Dec 4, 2018, by Annmarie Hordern and Javier Blas
(Bloomberg)

Three days after Russian President Vladimir Putin and Saudi Crown Prince Mohammed bin Salman sent crude prices surging with an agreement to extend cooperation on oil, the kingdom’s top energy official made clear that the terms of a deal remain unresolved.

In an interview with Bloomberg, Saudi Energy Minister Khalid Al-Falih said he saw an oversupplied market, but cautioned that all the members of the OPEC+ group, which includes allies such as Russia and Kazakhstan, needed to come together for a cut to go ahead.

Moscow backs output curbs “in principle,” but it’s “premature” to say what they will agree in Vienna this week, Al-Falih said. He also walked back previous statements about the size of any supply reduction, saying the group is likely to cut but still needs to “figure out what needs to be done and by how much.”

Oil prices pared gains after his comments, which were less bullish than previous statements and signaled that divisions with Russia remain unresolved. Crude was trading 2.5 percent higher at $54.29 a barrel in New York, compared with an earlier increase of as much as 3 percent.

“We need to get together and listen to our colleagues, hear about their views on supply and demand and their projections of their own countries’ production,” Al Falih said in an interview while attending United Nations climate talks in Katowice, Poland.

Wait and See

His comments were less definitive than those made in Abu Dhabi last month, when he said the group should consider reducing production by 1 million barrels a day.

“What we said in Abu Dhabi is that projections are that there will be 1 million barrels a day of oversupply, and that we will wait until we get to Vienna and are certain what that number is,” he said. “The next road to cross is whether all countries are willing to come on board and contribute to that cut.”

OPEC, Russia and other allies meet in Vienna later this week to decide production policy for 2019. There’s consensus the so-called OPEC+ group needs to rein in production to prevent global inventories growing next year, but no agreement on the details.

Moscow Talks

Oil suffered the largest one-month drop in November since the global financial crisis in 2008. The 20 percent plunge was driven by a combination of rising supply from U.S. shale regions, Saudi Arabia and Russia, slower demand growth and American waivers on oil sanctions on Iran.

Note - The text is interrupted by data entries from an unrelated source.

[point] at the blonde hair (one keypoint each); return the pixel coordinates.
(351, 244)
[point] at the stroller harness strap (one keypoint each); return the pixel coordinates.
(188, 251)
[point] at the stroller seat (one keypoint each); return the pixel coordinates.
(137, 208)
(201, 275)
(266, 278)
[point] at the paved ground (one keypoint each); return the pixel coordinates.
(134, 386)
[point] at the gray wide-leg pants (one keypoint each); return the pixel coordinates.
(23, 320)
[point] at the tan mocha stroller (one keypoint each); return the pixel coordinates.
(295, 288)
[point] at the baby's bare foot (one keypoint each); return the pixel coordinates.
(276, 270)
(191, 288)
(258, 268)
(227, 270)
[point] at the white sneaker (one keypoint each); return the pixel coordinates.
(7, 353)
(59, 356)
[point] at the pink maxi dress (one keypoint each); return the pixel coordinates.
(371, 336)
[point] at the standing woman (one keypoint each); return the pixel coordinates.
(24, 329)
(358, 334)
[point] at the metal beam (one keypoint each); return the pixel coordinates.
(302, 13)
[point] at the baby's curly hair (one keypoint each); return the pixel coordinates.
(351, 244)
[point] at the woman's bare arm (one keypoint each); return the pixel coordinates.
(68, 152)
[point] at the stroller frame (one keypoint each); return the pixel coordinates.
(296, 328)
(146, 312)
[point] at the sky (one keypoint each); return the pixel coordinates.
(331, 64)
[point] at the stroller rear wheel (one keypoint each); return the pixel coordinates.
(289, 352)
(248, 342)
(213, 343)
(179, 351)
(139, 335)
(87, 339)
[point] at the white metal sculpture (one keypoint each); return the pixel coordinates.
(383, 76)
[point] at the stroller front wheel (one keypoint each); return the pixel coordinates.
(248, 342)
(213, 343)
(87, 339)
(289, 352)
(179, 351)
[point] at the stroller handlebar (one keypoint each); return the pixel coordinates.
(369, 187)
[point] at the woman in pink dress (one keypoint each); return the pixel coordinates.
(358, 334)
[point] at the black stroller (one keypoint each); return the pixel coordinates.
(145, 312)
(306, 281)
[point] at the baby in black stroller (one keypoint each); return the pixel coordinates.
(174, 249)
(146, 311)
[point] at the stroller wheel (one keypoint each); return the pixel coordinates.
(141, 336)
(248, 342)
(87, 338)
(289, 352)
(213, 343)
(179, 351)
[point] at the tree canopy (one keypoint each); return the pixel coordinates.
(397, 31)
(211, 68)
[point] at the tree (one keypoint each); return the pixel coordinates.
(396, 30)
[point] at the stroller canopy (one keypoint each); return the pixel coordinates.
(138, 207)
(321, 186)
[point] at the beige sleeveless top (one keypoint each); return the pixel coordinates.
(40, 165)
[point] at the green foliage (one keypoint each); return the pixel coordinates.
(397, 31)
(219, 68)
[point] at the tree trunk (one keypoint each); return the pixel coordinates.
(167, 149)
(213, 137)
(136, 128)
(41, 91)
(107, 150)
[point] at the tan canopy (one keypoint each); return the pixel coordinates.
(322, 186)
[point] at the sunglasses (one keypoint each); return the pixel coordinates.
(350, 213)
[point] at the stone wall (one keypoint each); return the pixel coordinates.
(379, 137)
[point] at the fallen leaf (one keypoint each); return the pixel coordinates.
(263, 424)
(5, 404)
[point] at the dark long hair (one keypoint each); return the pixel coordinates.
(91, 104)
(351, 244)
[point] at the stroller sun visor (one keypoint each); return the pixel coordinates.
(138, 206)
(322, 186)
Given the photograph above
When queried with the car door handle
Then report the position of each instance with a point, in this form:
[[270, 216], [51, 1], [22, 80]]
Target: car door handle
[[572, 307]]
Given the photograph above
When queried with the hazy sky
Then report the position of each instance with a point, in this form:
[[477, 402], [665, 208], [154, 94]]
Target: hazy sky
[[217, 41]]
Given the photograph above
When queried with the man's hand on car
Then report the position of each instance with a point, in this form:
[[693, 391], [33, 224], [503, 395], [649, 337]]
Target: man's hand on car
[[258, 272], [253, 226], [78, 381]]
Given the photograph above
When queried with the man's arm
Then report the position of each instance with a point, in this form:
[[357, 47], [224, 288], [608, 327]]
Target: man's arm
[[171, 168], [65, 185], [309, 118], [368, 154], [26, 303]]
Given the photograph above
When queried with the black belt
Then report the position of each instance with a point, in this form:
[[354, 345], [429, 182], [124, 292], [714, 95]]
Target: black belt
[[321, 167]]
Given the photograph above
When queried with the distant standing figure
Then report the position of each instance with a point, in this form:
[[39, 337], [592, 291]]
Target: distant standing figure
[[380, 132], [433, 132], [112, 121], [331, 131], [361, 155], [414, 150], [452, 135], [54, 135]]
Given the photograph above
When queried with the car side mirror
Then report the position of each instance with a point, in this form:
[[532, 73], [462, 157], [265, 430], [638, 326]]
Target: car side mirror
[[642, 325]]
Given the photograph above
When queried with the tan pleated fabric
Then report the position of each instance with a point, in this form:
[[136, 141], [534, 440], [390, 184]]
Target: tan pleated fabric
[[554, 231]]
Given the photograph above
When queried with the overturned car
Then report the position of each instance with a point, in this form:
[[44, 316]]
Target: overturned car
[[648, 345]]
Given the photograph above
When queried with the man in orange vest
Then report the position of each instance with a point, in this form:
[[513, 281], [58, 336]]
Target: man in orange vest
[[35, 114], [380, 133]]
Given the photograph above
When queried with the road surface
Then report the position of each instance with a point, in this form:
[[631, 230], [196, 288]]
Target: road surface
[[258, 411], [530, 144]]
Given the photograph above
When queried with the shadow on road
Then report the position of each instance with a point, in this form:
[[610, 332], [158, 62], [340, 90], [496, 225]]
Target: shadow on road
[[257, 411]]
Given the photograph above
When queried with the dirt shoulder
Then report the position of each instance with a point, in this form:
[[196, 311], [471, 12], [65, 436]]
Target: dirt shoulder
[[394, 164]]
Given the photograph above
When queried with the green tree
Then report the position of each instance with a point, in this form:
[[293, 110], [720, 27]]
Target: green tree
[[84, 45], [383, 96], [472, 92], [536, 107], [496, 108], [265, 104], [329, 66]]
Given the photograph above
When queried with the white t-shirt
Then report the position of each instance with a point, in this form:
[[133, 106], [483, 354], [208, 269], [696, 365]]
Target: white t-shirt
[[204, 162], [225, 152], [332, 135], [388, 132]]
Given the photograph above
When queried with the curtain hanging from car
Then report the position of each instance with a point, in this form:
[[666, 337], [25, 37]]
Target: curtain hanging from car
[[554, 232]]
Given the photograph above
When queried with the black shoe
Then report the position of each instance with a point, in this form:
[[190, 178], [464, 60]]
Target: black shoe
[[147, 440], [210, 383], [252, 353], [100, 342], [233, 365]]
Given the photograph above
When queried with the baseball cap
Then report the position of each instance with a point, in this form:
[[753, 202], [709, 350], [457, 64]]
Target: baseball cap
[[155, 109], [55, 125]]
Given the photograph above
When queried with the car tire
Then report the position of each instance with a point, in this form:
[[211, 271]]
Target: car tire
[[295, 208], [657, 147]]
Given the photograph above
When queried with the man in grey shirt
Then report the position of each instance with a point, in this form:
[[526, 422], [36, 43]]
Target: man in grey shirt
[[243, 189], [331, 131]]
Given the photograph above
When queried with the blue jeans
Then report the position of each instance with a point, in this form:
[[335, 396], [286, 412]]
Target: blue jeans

Brent crude, which hit a four-year high above $86 a barrel in early October, traded on Tuesday at about $63 a barrel.

Saudi Arabia and Russia, the world’s two largest exporters, have agreed to continue their cooperation into next year, Putin said at the weekend after meeting Prince Mohammed in Buenos Aires. But Saudi and Russian officials still differ on how to share the burden of any cuts, people familiar with discussions said yesterday.

Moscow wants to reduce by a maximum of 150,000 barrels a day, but with OPEC estimating global oversupply at more than 1 million barrels a day, Riyadh wants the burden shared more evenly. Both countries are pumping near-record amounts of oil in excess of 11 million barrels a day each.

President Donald Trump is complicating deliberations. He’s waged a Twitter campaign against OPEC, demanding oil producers keep pumping to bring down gasoline prices for U.S. consumers. Saudi policymakers may be reluctant to go against Trump after the murder of Jamal Khashoggi unleashed a fusillade of criticism from American lawmakers, leaving the president as one of Prince Mohammed’s few remaining allies in Washington.